After a little more than a year of work, the African American Museum of Southern Arizona officially opened on Jan. 14, 2023, with the intention to “enable the community to join together and respect the past, honor the present, and pay reverence to the future while engaging and sustaining social action,” according to the museum’s website.
“We are a movement, not a museum,” Beverely Elliott said, noting some of the exhibits focus on current social justice movements like efforts to pass the CROWN Act, which would prohibit race-based hairstyle discrimination in schools and workplaces.
Elliott stressed that the museum is for everyone. “That’s not just the African American community, that’s the community at large in southern Arizona,” Elliott said. “Luckily, the University of Arizona was so accommodating.”
The museum is located on the campus of UArizona in Tucson.
“Most museums take between five and 20 years to really put a museum together,” Elliott said, but community interest helped AAMSAZ open in just 14 months. “The great thing about being on campus is we have amazing resources.”
“We have a lot of great and amazing stories.
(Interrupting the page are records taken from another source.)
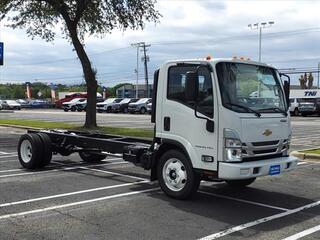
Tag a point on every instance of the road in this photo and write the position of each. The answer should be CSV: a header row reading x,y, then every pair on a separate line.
x,y
103,119
115,200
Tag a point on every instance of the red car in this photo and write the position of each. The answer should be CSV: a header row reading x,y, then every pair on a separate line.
x,y
68,98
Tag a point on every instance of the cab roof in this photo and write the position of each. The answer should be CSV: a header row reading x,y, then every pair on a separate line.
x,y
214,61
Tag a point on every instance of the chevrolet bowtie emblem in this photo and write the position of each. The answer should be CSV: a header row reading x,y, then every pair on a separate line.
x,y
267,132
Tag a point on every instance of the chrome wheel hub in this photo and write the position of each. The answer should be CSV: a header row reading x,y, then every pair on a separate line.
x,y
26,151
174,174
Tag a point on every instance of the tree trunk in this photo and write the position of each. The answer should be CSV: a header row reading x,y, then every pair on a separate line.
x,y
90,78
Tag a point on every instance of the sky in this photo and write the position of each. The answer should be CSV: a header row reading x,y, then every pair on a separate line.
x,y
187,29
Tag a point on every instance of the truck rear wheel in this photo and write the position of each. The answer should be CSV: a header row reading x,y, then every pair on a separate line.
x,y
47,149
176,176
240,183
91,157
30,150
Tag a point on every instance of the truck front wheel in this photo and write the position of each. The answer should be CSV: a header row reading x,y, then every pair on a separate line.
x,y
176,176
240,183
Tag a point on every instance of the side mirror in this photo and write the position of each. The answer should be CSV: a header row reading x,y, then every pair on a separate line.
x,y
191,89
286,87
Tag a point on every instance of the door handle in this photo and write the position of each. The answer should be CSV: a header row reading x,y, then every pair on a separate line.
x,y
166,123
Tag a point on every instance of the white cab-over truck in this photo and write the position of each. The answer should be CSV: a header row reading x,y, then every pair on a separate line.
x,y
215,120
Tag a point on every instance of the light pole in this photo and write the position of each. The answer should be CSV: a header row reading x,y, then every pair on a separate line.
x,y
318,74
137,45
259,27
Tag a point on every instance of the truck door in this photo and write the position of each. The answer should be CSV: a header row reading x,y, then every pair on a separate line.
x,y
180,123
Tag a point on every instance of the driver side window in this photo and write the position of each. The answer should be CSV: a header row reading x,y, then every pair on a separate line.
x,y
176,88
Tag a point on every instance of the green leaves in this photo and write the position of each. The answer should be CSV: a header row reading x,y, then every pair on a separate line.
x,y
89,17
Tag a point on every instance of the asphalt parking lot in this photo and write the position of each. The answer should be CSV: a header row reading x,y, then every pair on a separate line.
x,y
115,200
58,115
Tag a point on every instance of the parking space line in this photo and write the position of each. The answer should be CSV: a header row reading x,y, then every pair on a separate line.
x,y
10,156
76,203
6,153
69,194
59,170
259,221
303,233
244,201
61,164
113,173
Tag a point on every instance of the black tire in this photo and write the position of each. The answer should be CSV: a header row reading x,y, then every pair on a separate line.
x,y
192,180
30,150
47,150
91,157
143,110
240,183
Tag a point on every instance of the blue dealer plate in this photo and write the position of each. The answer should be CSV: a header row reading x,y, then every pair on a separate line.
x,y
274,170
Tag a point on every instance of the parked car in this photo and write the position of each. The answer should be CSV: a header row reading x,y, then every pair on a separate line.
x,y
81,106
68,98
107,105
10,105
38,103
309,106
123,105
71,106
149,108
139,106
24,103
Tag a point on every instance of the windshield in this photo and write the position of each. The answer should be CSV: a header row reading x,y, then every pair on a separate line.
x,y
110,100
126,100
253,87
143,100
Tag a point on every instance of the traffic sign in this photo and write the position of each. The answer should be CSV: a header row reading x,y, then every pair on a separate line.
x,y
1,53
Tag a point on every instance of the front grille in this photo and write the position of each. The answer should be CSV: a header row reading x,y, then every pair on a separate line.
x,y
259,144
265,151
251,159
262,150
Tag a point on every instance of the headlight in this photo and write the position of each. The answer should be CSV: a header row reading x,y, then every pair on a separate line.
x,y
233,150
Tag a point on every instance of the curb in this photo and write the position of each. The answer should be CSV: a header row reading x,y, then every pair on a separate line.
x,y
306,156
20,127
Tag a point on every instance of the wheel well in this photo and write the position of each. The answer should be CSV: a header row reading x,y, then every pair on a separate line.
x,y
162,149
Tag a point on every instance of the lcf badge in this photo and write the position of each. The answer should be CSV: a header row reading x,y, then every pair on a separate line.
x,y
1,53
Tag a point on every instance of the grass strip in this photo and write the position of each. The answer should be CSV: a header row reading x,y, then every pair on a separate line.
x,y
132,132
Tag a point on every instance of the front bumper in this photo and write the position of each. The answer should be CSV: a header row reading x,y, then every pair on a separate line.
x,y
245,170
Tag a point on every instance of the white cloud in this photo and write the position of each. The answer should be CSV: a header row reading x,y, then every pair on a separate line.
x,y
183,21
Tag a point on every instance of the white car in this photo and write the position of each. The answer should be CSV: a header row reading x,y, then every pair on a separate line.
x,y
139,106
71,105
107,105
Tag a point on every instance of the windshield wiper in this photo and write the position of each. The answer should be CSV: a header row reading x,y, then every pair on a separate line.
x,y
246,108
276,109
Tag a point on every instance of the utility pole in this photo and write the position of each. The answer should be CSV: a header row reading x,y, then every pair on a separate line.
x,y
260,26
137,45
146,59
318,74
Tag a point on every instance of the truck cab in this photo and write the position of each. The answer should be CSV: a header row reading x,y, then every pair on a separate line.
x,y
219,119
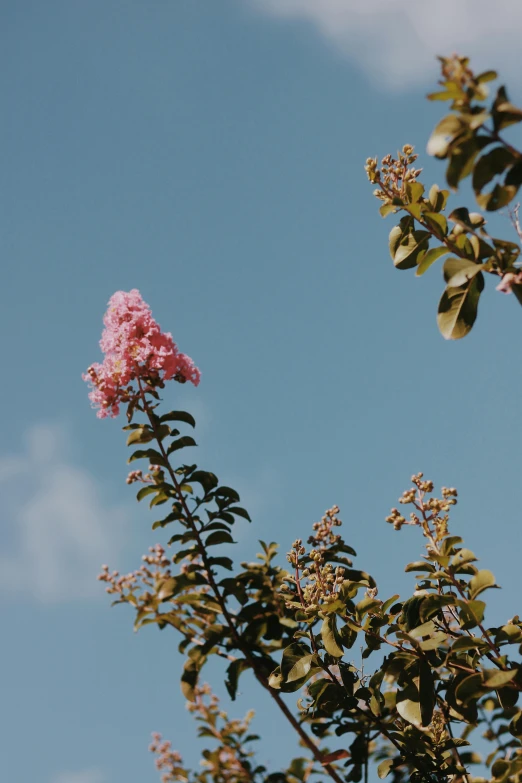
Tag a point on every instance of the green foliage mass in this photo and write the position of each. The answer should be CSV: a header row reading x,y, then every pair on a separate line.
x,y
399,685
470,139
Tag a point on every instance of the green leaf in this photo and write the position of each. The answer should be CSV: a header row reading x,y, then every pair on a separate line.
x,y
140,435
300,669
427,697
444,135
183,416
458,308
496,678
489,165
414,191
330,637
296,666
420,565
458,271
144,491
207,480
410,711
276,679
469,688
486,76
437,222
234,671
386,209
481,581
462,158
515,727
228,492
471,613
240,512
462,556
438,198
499,197
429,258
410,247
219,537
433,604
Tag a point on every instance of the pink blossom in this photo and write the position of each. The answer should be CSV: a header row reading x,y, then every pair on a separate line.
x,y
135,349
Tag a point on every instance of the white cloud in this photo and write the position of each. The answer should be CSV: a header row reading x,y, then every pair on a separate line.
x,y
56,530
395,41
85,776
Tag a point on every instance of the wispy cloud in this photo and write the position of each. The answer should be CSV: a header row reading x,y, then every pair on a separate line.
x,y
56,529
84,776
395,41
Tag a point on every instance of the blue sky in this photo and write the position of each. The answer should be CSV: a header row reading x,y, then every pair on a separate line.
x,y
211,154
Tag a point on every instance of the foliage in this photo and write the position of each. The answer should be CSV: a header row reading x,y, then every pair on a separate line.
x,y
433,673
469,138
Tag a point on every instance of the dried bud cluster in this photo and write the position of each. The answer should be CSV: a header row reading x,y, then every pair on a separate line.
x,y
143,579
324,535
431,514
314,581
156,475
228,763
394,174
168,761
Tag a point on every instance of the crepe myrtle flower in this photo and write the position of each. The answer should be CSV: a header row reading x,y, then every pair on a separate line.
x,y
136,352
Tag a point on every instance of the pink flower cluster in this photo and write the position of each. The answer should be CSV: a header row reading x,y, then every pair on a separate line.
x,y
135,349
We want those stories to be told, and our community wants their stories and the stories of their families to be told. … They’ve had an impact and helped to build this community. And that’s really important,” Elliott said.
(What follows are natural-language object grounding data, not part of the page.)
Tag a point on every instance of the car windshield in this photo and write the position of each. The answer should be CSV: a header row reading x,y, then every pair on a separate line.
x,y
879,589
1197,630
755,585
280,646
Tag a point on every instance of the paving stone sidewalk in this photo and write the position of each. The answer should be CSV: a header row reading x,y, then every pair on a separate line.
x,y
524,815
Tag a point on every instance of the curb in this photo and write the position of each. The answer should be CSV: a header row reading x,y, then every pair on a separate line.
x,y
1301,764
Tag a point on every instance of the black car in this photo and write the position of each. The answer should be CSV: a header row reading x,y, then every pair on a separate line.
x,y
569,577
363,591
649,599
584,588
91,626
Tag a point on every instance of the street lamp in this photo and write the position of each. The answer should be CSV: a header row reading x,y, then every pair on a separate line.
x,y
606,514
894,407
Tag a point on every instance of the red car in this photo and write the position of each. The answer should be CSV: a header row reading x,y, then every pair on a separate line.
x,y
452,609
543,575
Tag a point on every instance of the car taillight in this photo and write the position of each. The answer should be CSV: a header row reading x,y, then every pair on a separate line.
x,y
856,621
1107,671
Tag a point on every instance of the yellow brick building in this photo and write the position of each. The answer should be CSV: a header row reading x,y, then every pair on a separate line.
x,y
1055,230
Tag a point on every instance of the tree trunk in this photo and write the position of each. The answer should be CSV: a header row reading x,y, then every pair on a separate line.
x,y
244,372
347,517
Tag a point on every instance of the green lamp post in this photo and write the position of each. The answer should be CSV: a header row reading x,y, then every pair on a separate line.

The museum currently features seven exhibits on display, but Elliott said they’ll rotate. “We want people to be able to come back in four months and say, ‘Oh there’s something new.’”
Elliott hopes people come away from the museum having learned something.
“As a former educator, I just want people to tell me, ‘I learned something when I was here.’”
Here’s a look at several of the exhibits at the museum:
The most prominent exhibit in the museum features former University of Arizona basketball head coach Fred “The Fox” Snowden. In 1972, Snowden was hired at UArizona, where he became one of the first African American head coaches in NCAA Division I basketball history. Snowden took over a Wildcats team with a 6-20 record from the previous season and led them to seven straight seasons with a winning record. Under the tutelage of Snowden, the Wildcats would reach the NCAA tournament three times and even reach the Elite Eight in 1976. Snowden amassed a record of 167-108 as head coach at UArizona, according to the Pima County Sports Hall of Fame, and helped mentor future NBA players, including Eric Money, Bob Elliott, Larry Demic and Leon Wood.
Another exhibit at the museum is a quilt depicting codes used by enslaved people and members of the Underground Railroad. People of the Underground Railroad would create quilts with specific codes to guide enslaved people to safe locations and alert them to potential dangers. The quilts were hung outside on a fence or a windowsill seemingly to air or dry out.
In 1866, Congress created six all-Black Army regiments of former enslaved people and Civil War veterans who became known as the Buffalo Soldiers. Despite battling harsh living conditions, racial prejudices and dangerous assignments, the Buffalo Soldiers battled in the Indian Wars and Spanish-American War and were instrumental in gaining statehood for New Mexico and Arizona.
The Buffalo Soldiers served for more than 80 years, until President Harry Truman in 1948 ordered the desegregation of all aspects of the military. Prominently on display at the AAMSAZ are works of art done by Don Stivers depicting Buffalo Soldiers in and around battles and clay sculptures of Buffalo Soldiers.
The CROWN Act and Love Your Hair exhibit features a current social justice movement focusing on traditional natural hairstyles worn by African American women. The CROWN Act – for Creating a Respectful and Open World for Natural hair – was first introduced in California in 2019 to prohibit discrimination based on race-based hairstyles, by extending statutory protection to hair texture and styles such as braids, locs, twists and knots in the workplace and public schools. The movement aims to gain traction nationwide. The exhibit features facts about hair-based discrimination in the workplace and a QR code that visitors can scan to sign their name in support of the CROWN Act.